Files
scaev/_wiki/JAVA_FIXES_NEEDED.md
2025-12-05 06:48:08 +01:00

4.9 KiB

Java Monitoring Process Fixes

Issues Identified

Based on the error logs from the Java monitoring process, the following bugs need to be fixed:

1. Integer Overflow - extractNumericId() method

Error:

For input string: "239144949705335"
at java.lang.Integer.parseInt(Integer.java:565)
at auctiora.ScraperDataAdapter.extractNumericId(ScraperDataAdapter.java:81)

Problem:

  • Lot IDs are being parsed as int (32-bit, max value: 2,147,483,647)
  • Actual lot IDs can exceed this limit (e.g., "239144949705335")

Solution: Change from Integer.parseInt() to Long.parseLong():

// BEFORE (ScraperDataAdapter.java:81)
int numericId = Integer.parseInt(lotId);

// AFTER
long numericId = Long.parseLong(lotId);

Additional changes needed:

  • Update all related fields/variables from int to long
  • Update database schema if numeric ID is stored (change INTEGER to BIGINT)
  • Update any method signatures that return/accept int for lot IDs

2. UNIQUE Constraint Failures

Error:

Failed to import lot: [SQLITE_CONSTRAINT_UNIQUE] A UNIQUE constraint failed (UNIQUE constraint failed: lots.url)

Problem:

  • Attempting to re-insert lots that already exist
  • No graceful handling of duplicate entries

Solution: Use INSERT OR REPLACE or INSERT OR IGNORE:

// BEFORE
String sql = "INSERT INTO lots (lot_id, url, ...) VALUES (?, ?, ...)";

// AFTER - Option 1: Update existing records
String sql = "INSERT OR REPLACE INTO lots (lot_id, url, ...) VALUES (?, ?, ...)";

// AFTER - Option 2: Skip duplicates silently
String sql = "INSERT OR IGNORE INTO lots (lot_id, url, ...) VALUES (?, ?, ...)";

Alternative with try-catch:

try {
    insertLot(lotData);
} catch (SQLException e) {
    if (e.getMessage().contains("UNIQUE constraint")) {
        logger.debug("Lot already exists, skipping: " + lotData.getUrl());
        return; // Or update instead
    }
    throw e;
}

3. Timestamp Parsing - Already Fixed in Python

Error:

Unable to parse timestamp: materieel wegens vereffening
Unable to parse timestamp: gap

Status: Fixed in parse.py (src/parse.py:37-70)

The Python parser now:

  • Filters out invalid timestamp strings like "gap", "materieel wegens vereffening"
  • Returns empty string for invalid values
  • Handles both Unix timestamps (seconds/milliseconds)
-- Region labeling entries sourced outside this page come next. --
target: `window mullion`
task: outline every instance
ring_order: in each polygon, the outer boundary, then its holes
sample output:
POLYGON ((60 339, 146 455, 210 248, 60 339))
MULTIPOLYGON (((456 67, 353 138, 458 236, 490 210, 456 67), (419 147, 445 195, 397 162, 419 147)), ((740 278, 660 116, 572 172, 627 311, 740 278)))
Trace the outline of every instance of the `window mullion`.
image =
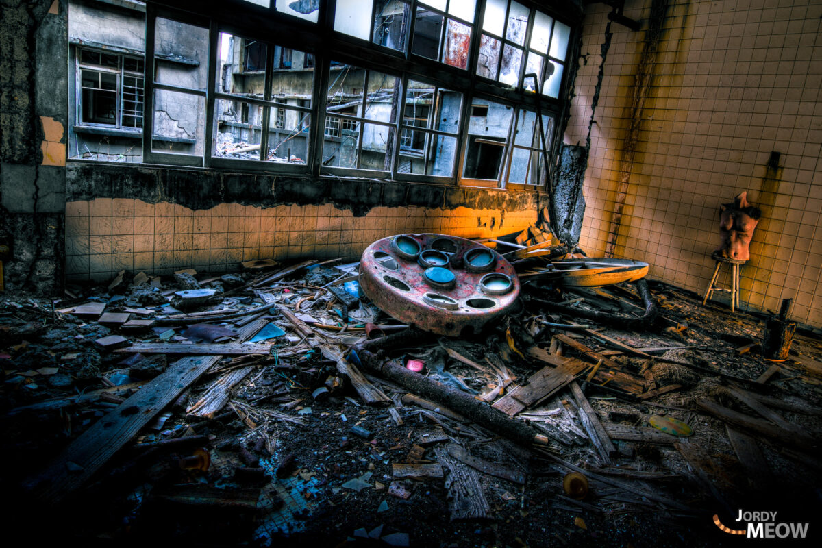
POLYGON ((155 74, 155 25, 157 8, 154 4, 145 4, 145 57, 143 67, 143 159, 151 162, 151 136, 154 134, 154 74, 155 74))
POLYGON ((204 161, 206 165, 210 165, 211 150, 214 149, 214 137, 216 133, 215 126, 215 104, 216 99, 214 92, 217 88, 217 49, 219 44, 219 29, 217 23, 211 21, 209 25, 209 46, 208 46, 208 76, 206 85, 206 150, 204 152, 204 161))

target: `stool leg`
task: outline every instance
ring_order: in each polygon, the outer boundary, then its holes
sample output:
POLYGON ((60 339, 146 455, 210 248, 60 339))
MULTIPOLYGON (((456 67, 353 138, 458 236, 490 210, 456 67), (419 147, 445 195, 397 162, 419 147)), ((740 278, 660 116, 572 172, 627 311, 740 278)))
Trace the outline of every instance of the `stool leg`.
POLYGON ((704 306, 708 302, 708 299, 711 297, 711 293, 713 292, 713 283, 717 280, 717 274, 719 274, 719 265, 721 263, 717 261, 717 267, 713 269, 713 276, 711 278, 711 283, 708 286, 708 291, 705 292, 705 298, 702 299, 702 305, 704 306))
POLYGON ((739 272, 737 269, 739 265, 731 265, 731 311, 734 311, 737 307, 737 291, 738 290, 739 281, 737 279, 737 274, 739 272))

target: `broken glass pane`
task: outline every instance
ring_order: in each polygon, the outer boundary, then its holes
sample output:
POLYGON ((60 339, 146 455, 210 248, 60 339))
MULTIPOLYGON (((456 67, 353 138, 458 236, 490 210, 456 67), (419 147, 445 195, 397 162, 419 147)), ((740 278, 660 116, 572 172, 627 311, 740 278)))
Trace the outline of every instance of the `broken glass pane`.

Java side action: If the Java code also parses timestamps, apply similar validation:

  • Check for known invalid values before parsing
  • Use try-catch and return null/empty for unparseable timestamps
  • Don't fail the entire import if one timestamp is invalid

Migration Strategy

Step 1: Fix Python Parser

  • Updated format_timestamp() to handle invalid strings
  • Created migration script script/migrate_reparse_lots.py

Step 2: Run Migration

cd /path/to/scaev
python script/migrate_reparse_lots.py --dry-run  # Preview changes
python script/migrate_reparse_lots.py           # Apply changes

This will:

  • Re-parse all cached HTML pages using improved NEXT_DATA extraction
  • Update existing database entries with newly extracted fields
  • Populate missing viewing_time, pickup_date, and other fields

Step 3: Fix Java Code

  1. Update ScraperDataAdapter.java:81 - use Long.parseLong()
  2. Update DatabaseService.java - use INSERT OR REPLACE or handle duplicates
  3. Update timestamp parsing - add validation for invalid strings
  4. Update database schema - change numeric ID columns to BIGINT if needed

Step 4: Re-run Monitoring Process

After fixes, the monitoring process should:

  • Successfully import all lots without crashes
  • Gracefully skip duplicates
  • Handle large numeric IDs
  • Ignore invalid timestamp values

Database Schema Changes (if needed)

If lot IDs are stored as numeric values in Java's database:

-- Check current schema
PRAGMA table_info(lots);

-- If numeric ID field exists and is INTEGER, change to BIGINT:
ALTER TABLE lots ADD COLUMN lot_id_numeric BIGINT;
UPDATE lots SET lot_id_numeric = CAST(lot_id AS BIGINT) WHERE lot_id GLOB '[0-9]*';
-- Then update code to use lot_id_numeric

Testing Checklist

After applying fixes:

  • Import lot with ID > 2,147,483,647 (e.g., "239144949705335")
  • Re-import existing lot (should update or skip gracefully)
  • Import lot with invalid timestamp (should not crash)
  • Verify all newly extracted fields are populated (viewing_time, pickup_date, etc.)
  • Check logs for any remaining errors

Files Modified

Python side (completed):

  • src/parse.py - Fixed format_timestamp() method
  • script/migrate_reparse_lots.py - New migration script

Java side (needs implementation):

  • auctiora/ScraperDataAdapter.java - Line 81: Change Integer.parseInt to Long.parseLong
  • auctiora/DatabaseService.java - Line ~569: Handle UNIQUE constraints gracefully
  • Database schema - Consider BIGINT for numeric IDs